Problem #4
(a) I show that Z(G)=G if and only if G is abelian.
"=>": If Z(G)=G, then for any a,b in G, a and b are also in Z(G).
By the definition of Z(G), we have ab=ba and thus G is abelian.
"<=": If G is abelian, we select any element x in G. Then for any
element y in G, we have xy=yx. By the definition of Z(G), x should
be in Z(G). Thus G is contained in Z(G). But Z(G) is also contained
in G, thus we must have Z(G)=G.
(b) I show that Z(G) is a subgroup of G.
For any a,b in Z(G), x in G, we have ax=xa, bx=xb.

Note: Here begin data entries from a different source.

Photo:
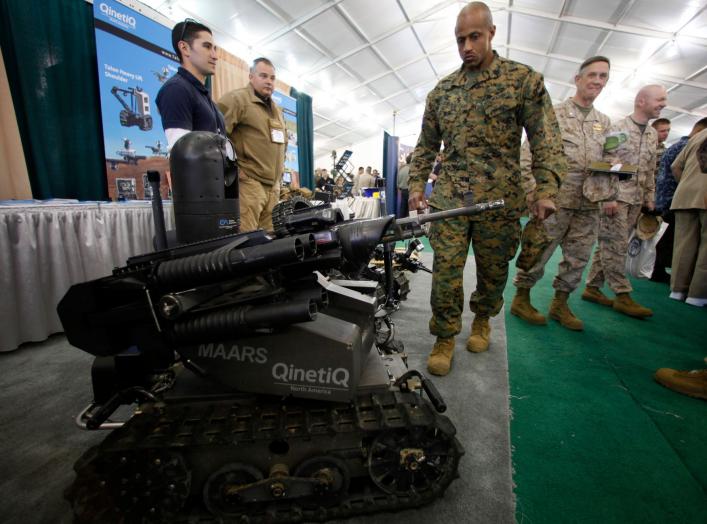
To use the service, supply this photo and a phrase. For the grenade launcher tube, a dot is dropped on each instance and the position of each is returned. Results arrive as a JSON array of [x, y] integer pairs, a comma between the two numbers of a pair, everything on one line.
[[228, 262], [233, 321]]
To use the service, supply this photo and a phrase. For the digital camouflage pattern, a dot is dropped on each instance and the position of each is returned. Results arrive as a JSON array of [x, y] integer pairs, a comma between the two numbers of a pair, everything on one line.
[[574, 225], [479, 116], [575, 230], [495, 243], [583, 142], [640, 150], [609, 260]]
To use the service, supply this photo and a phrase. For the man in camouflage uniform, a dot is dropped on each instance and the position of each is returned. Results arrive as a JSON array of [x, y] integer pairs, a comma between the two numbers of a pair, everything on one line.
[[662, 127], [479, 112], [615, 226], [574, 226]]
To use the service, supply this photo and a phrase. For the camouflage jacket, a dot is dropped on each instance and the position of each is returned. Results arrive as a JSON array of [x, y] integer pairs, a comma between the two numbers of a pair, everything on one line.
[[638, 150], [479, 117], [583, 143]]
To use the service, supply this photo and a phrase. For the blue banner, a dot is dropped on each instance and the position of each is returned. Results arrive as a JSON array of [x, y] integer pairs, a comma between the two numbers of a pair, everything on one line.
[[135, 57]]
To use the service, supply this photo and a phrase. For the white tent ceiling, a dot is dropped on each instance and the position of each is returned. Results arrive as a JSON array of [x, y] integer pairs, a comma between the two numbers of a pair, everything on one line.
[[368, 64]]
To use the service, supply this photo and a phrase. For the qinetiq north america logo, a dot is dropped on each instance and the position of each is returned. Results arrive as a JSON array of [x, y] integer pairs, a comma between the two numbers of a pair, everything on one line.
[[121, 19], [227, 223]]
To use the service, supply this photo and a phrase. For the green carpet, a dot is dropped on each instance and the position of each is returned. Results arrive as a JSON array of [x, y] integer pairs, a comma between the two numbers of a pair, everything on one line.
[[594, 438]]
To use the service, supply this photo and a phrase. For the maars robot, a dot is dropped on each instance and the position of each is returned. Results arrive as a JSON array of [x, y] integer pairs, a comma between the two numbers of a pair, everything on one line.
[[263, 393]]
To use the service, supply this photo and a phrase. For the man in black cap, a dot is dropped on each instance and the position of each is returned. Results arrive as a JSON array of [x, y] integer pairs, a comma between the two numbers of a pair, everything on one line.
[[184, 101]]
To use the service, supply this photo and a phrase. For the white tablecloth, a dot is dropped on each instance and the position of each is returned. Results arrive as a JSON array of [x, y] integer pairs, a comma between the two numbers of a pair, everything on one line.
[[47, 247]]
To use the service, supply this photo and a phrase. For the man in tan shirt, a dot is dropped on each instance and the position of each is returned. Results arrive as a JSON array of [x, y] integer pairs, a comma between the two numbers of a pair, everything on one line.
[[688, 280], [257, 129]]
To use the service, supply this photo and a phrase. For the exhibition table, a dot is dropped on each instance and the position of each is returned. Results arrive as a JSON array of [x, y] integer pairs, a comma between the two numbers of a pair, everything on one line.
[[45, 247]]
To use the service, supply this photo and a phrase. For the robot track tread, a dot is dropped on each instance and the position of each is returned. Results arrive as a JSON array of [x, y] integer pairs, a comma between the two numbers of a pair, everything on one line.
[[250, 460]]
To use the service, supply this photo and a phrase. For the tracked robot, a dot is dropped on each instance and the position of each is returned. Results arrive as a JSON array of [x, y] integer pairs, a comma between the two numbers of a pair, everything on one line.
[[263, 393]]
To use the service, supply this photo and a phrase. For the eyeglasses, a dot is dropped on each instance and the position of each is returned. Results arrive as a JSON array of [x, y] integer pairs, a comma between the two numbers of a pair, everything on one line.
[[186, 23]]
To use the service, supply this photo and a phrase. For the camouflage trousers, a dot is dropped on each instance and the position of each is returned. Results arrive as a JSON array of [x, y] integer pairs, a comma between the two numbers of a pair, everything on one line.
[[575, 231], [609, 261], [494, 242]]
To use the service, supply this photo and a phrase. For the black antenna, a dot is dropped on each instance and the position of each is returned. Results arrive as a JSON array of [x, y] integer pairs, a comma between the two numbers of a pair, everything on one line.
[[153, 177]]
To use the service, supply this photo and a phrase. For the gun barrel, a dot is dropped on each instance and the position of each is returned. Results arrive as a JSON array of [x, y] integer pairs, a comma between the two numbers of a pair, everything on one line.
[[411, 226]]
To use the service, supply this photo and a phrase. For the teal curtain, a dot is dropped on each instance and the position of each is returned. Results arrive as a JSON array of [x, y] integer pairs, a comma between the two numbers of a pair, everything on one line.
[[305, 137], [50, 55], [390, 172]]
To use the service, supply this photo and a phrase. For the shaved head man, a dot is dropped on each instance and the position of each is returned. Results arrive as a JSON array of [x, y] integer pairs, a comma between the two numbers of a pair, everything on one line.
[[474, 32], [650, 101], [636, 146]]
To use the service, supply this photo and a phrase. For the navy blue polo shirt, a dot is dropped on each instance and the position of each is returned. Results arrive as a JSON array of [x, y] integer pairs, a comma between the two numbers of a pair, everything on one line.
[[185, 103]]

From bx=xb, we have bxb^(-1)=x, then xb^(-1)=b^(-1)x
Thus we have
ab^(-1)x=a(b^(-1)x)=a(xb^(-1))=(ax)b^(-1)=xab^(-1)
So ab^(-1) is also in Z(G).
Thus Z(G) is a subgroup of G.
More over, Z(G) is normal. Because for any a in Z(G), x in G, we have
xax^(-1)=axx^(-1)=a in Z(G), thus xZ(G)x^(-1)=Z(G) and hence Z(G) is normal.